Ansible UI project starting tomorrow -- here's what you need to know

So with the REST service basically operational, it's time to start the
web interface. You should already make sure you can set up the REST
interface if you want to help with the webapp, let me know if you have
questions.

Here's what's going to happen.

I'm going to set up a basic scaffolding for things in
https://github.com/ansible/ansible-commander in a directory called
'ui' tomorrow. I'll let you know when this is available.

We'll be going with bootstrap and angular.js as tools -- bootstrap has
a lot of community examples available and angular looks nice and easy
to use, and I have been highly impressed with some of the examples
Marco Moscaritolo has shown so far.

The static content is going to be served *however* for now, but I'd
love some patches to get it served out of Flask so we can not think
about things. Flask experts -- help welcome, I had a bit of trouble
trying to get the static_folder stuff working today.

I thought about making the playbook set up Apache for you, but that in
the end is a terrible thing to do because between distros everybody's
Apache is different. Examples for how to run Flask in a nice best
practices way with the commander app are welcome, and if people
want to restructure the way commander/acom is layed out, please send
me pull requests -- it's stable enough to accept them now.

Once we have the basic thing going and can prove it can log in and
make some basic rest activity, etc -- development is pretty much open
to everyone and folks can do as little or as much as they want.

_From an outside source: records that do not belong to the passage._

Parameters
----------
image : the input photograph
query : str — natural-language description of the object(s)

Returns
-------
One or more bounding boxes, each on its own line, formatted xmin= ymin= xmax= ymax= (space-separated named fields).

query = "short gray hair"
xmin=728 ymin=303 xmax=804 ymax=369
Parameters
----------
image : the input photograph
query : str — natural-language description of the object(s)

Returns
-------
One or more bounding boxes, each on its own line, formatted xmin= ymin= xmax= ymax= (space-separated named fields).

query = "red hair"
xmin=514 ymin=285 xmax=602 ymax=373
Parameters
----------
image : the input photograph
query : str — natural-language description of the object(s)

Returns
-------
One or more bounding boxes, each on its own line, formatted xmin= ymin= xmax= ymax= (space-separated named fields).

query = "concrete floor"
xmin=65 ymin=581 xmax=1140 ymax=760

I'm
not going to hog any of the fun this time as I figure I have
more to learn from you and I'd just be holding us back :slight_smile:

Features we have in the first release need to include the following
before adding new features:

ability to login and log out

see all the groups

click on a group and you can:
   edit the comment
   add and remove hosts
   edit variables by editing JSON in a text field
   delete the group (confirmation should be required)

from a given group workview, list hosts in that group

click on a host in a group and you can
   edit the comment
   edit variables by editing JSON in a text field
   delete the host (deletes it, not just removes if from the group,
confirmation should be required)

list users
    edit the comment
    if you are logged in as that user, or as admin, you can change the
user's password
    delete the user if you are logged in as that user or if you are
logged in as admin, but admin cannot delete himself

The next release will result in subtle expansion of the REST API and
we can start doing more things.

Future things are up to everyone's imagination but may include viewing
facts for each system, fact search, viewing logs and
results/dashboards, embedding module docs, renaming objects, browsing
playbooks, maybe executing playbooks and commands, etc

--Michael

Hi Michael,
why use the same project of ansible-command and not a separate repository? Separate service from UI will be better to have small codebase in each project and make more simple have different interface (desktop/mobile/…) to access to ansible-comander.

I’m not angular guru but if you require some support or I can help you, you must just ask :slight_smile:

ps: start with pure js/html without bootstrap and add it after application work :wink:

Hi Michael,
  why use the same project of ansible-command and not a separate repository?
Separate service from UI will be better to have small codebase in each
project and make more simple have different interface (desktop/mobile/...)
to access to ansible-comander.

It's fine if different interfaces crop up, but there are numerous
reasons for this:

(A) Easier to make atomic changes across both when someone wants to
add a new REST API and also the UI component to prove it out, I don't
have to review seperate merge commits in two different repos. This
also makes releasing, testing, and making sure you have the latest
version of each a lot easier.

(B) Most users will want the UI, and the REST API is just something
under the covers. Don't make them go through the hassle of setting up
two seperate projects.

(C) If someone wants just the REST API and not the UI, they can
choose to not install it or just install it and not use it. However,
I believe most everyone will want it.

I'm not angular guru but if you require some support or I can help you, you
must just ask :slight_smile:

Will do! I suspect there will be lots of room for you do however
much as you like (goes for everyone).

I really want this to be a community effort -- getting the REST API
going was somewhat hard, but I suspect the interface will be something
folks find it really easy to hack on.

--Michael

It was stopped earlier due to some resource constraints.

I've been doing some API planning very recently,and am kicking off
again in full early next week.

Not rocket science, so should evolve pretty quickly.